Chapelle de Salem : Hier et aujourd’hui

Figure 1. Église Épiscopale Méthodiste Britannique de Geneva Street, 1975. La photo est extraite de St. Catharines Standard/Niagara Falls Review Photographs 1971-1975, Archives et Collections Spéciales de l’Université Brock, octobre 2024.
Les sites historiques, notamment ceux qui revêtent une grande importance pour l’histoire des Noirs, ne sont pas seulement des dépositaires de la mémoire, mais aussi des espaces vivantes où se poursuivent actuellement des discussions concernant la propriété, l’accès et l’interprétation. Telle a été l’expérience de notre engagement auprès de l’Église Baptiste Épiscopale Britannique de la chapelle Salem à St. Catharines, un lieu de culte qui était également un site essentiel des activités abolitionnistes liées à l’œuvre d’Harriet Tubman pendant son séjour à St. Catharines. Cela a servi non seulement de foyer spirituel, mais aussi de lieu de rencontre stratégique et, surtout, de refuge sûr pour les chercheurs de liberté..
Bien que l’on s’attendît à ce que l’Église accueille favorablement de jeunes chercheurs noirs engagés dans la préservation de l’héritage de Harriet Tubman, l’accès s’est révélé difficile. Ce qui avait d’abord semblé une attente raisonnable s’est heurté aux réalités des contraintes contemporaines, notamment des ressources humaines et financières limitées, des facteurs susceptibles d’avoir influencé la capacité actuelle de l’Église à s’engager d’une manière qui caractérisait autrefois son rôle historique de refuge pour les chercheurs de liberté noirs. Bien que l’église propose un service de visites guidées, celui-ci est réservé aux groupes privés et n’est pas ouvert au grand public.
Sur ce site historique, la lutte pour l’accès reflète les défis auxquels sont confrontés de nombreux lieux historiques noirs lorsqu’il s’agit de préserver des structures qui ne sont pas de simples bâtiments, mais de véritables emblèmes de l’histoire. Au-delà des défis physiques et financiers qui menacent sa pérennité, les enjeux liés à l’entretien d’un espace relatant l’expérience des fugitifs en quête de liberté – ceux qui ont trouvé refuge en son sein – ne sont pas nouveaux. L’engagement en baisse, les ressources limitées et, peut-être le plus révélateur, le manque de respect pour son caractère sacré ont conduit à une approche de préservation davantage privatisée. L’église, devenue un symbole de mémoire et de lutte, s’est transformée en un projet individuel visant à préserver ce qui reste, plutôt qu’en un espace communautaire.

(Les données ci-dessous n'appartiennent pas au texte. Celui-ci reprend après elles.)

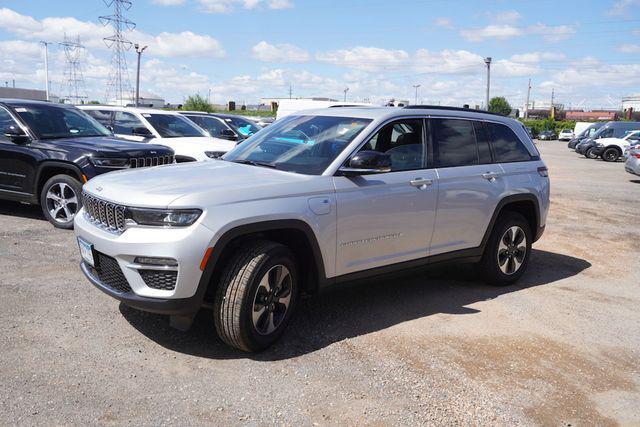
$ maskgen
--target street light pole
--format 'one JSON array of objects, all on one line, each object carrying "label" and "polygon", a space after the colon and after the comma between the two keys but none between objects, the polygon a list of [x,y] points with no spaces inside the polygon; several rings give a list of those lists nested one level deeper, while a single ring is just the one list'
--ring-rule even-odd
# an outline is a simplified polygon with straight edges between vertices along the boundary
[{"label": "street light pole", "polygon": [[49,101],[49,42],[41,41],[40,43],[44,46],[44,90]]},{"label": "street light pole", "polygon": [[140,49],[140,45],[136,43],[134,47],[138,54],[138,70],[136,72],[136,107],[138,107],[140,105],[140,57],[142,56],[142,52],[144,52],[144,50],[149,46],[144,46]]},{"label": "street light pole", "polygon": [[418,105],[418,88],[420,85],[413,85],[413,88],[416,90],[416,105]]},{"label": "street light pole", "polygon": [[484,58],[484,63],[487,64],[487,103],[486,109],[489,110],[489,89],[491,87],[491,57],[487,56]]}]

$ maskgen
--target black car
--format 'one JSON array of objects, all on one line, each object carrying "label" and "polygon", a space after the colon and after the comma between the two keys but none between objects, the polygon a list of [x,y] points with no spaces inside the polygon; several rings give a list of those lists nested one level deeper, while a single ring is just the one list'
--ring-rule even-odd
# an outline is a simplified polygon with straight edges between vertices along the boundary
[{"label": "black car", "polygon": [[539,140],[547,140],[550,141],[552,139],[556,139],[556,133],[552,130],[543,130],[538,134]]},{"label": "black car", "polygon": [[234,114],[214,114],[199,111],[184,111],[180,114],[209,132],[214,138],[242,142],[262,129],[251,120]]},{"label": "black car", "polygon": [[0,129],[0,199],[39,204],[58,228],[73,228],[82,184],[94,176],[174,162],[170,148],[116,139],[62,104],[0,99]]}]

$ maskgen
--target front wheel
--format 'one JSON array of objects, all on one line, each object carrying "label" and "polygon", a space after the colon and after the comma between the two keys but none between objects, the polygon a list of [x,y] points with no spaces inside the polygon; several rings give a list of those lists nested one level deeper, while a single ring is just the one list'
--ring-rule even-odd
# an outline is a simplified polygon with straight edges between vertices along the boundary
[{"label": "front wheel", "polygon": [[616,148],[607,148],[606,150],[604,150],[604,153],[602,153],[602,159],[605,162],[615,162],[619,157],[620,151],[618,151],[618,149]]},{"label": "front wheel", "polygon": [[529,223],[517,212],[506,212],[496,221],[480,261],[484,280],[506,286],[524,274],[533,241]]},{"label": "front wheel", "polygon": [[69,175],[55,175],[45,182],[40,192],[40,205],[45,218],[57,228],[70,230],[73,218],[82,207],[82,184]]},{"label": "front wheel", "polygon": [[245,245],[230,260],[216,291],[218,336],[242,351],[260,351],[284,332],[298,297],[298,270],[286,246]]}]

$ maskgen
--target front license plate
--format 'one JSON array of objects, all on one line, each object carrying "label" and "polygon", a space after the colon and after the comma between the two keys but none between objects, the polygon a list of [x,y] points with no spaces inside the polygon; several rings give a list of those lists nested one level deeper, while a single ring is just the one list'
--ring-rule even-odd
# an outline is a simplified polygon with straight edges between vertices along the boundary
[{"label": "front license plate", "polygon": [[80,237],[78,237],[78,246],[80,247],[80,255],[82,255],[82,259],[94,267],[93,262],[93,245],[91,243],[85,242]]}]

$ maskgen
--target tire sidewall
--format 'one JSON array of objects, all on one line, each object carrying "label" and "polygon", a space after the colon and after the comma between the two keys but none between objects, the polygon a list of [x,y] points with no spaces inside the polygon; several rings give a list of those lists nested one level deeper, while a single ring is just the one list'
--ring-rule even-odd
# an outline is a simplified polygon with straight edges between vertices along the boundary
[{"label": "tire sidewall", "polygon": [[[73,189],[73,191],[76,193],[76,198],[78,199],[78,208],[76,210],[76,214],[80,211],[80,208],[82,208],[82,197],[81,197],[82,184],[77,179],[68,175],[55,175],[49,178],[47,182],[45,182],[45,184],[42,186],[42,191],[40,192],[40,206],[42,208],[42,213],[44,214],[44,217],[54,227],[70,230],[73,228],[73,218],[71,219],[71,221],[68,221],[68,222],[64,222],[64,223],[58,222],[55,219],[53,219],[53,217],[49,213],[49,210],[47,209],[47,192],[53,185],[60,182],[63,182],[68,186],[70,186]],[[74,218],[75,218],[75,215],[74,215]]]},{"label": "tire sidewall", "polygon": [[[262,277],[274,266],[284,265],[289,269],[291,274],[291,302],[285,315],[284,320],[276,328],[275,331],[269,335],[259,334],[253,326],[252,310],[253,301],[258,290],[260,280]],[[275,247],[267,253],[267,256],[260,263],[258,268],[251,276],[249,288],[245,292],[244,300],[242,301],[242,309],[240,312],[240,327],[242,331],[246,331],[247,343],[252,351],[259,351],[269,347],[275,341],[277,341],[289,324],[291,316],[293,315],[298,302],[298,295],[300,289],[300,277],[298,274],[298,268],[291,252],[284,246]]]},{"label": "tire sidewall", "polygon": [[[518,226],[522,228],[522,230],[524,230],[525,236],[527,238],[527,252],[525,254],[524,261],[522,262],[522,265],[520,266],[518,271],[513,274],[505,274],[502,272],[502,270],[500,270],[498,266],[498,246],[500,245],[500,239],[502,239],[504,233],[508,228],[513,226]],[[491,239],[485,249],[486,252],[483,259],[483,267],[485,269],[486,276],[488,276],[488,281],[498,286],[506,286],[520,279],[520,277],[522,277],[524,272],[527,270],[527,266],[529,265],[532,243],[533,236],[529,227],[529,223],[522,215],[509,213],[500,218],[493,229]]]}]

Figure 2. Église épiscopale méthodiste britannique située à la Rue Genève, 1945. Photo extraite de St. Catharines Standard/Niagara Falls Review Photographs 1941-1945, Archives et Collections Spéciales de l’Université Brock, octobre 2024.
La présence durable de la chapelle Salem, dont la congrégation, comme indiqué sur son site Web (Salem Chapel), compte encore des descendants de chercheurs de liberté, incarne l’inscription de l’histoire dans le présent. En plus de sa désignation comme lieu historique national du Canada le 28 mars 2000 (Parks Canada), l’Église se décrit en ligne comme un Sanctuaire d’Histoire, reconnaissant sa signification multicouche. Étant donné la profonde connexion d’Harriet Tubman à cet espace, la pertinence historique et le poids symbolique de la Salem Chapel en tant que patrimoine partagé ne sauraient être surestimés. L’engagement communautaire n’est pas seulement un moyen de protéger la structure physique ; il constitue un élément essentiel pour maintenir vivantes les histoires, les luttes et les victoires qui donnent tout leur sens à ces lieux. Pour cette raison, l’élargissement de l’accès au public est essentiel et nécessite un investissement continu dans la préservation, la restauration et l’entretien des sites historiques noirs.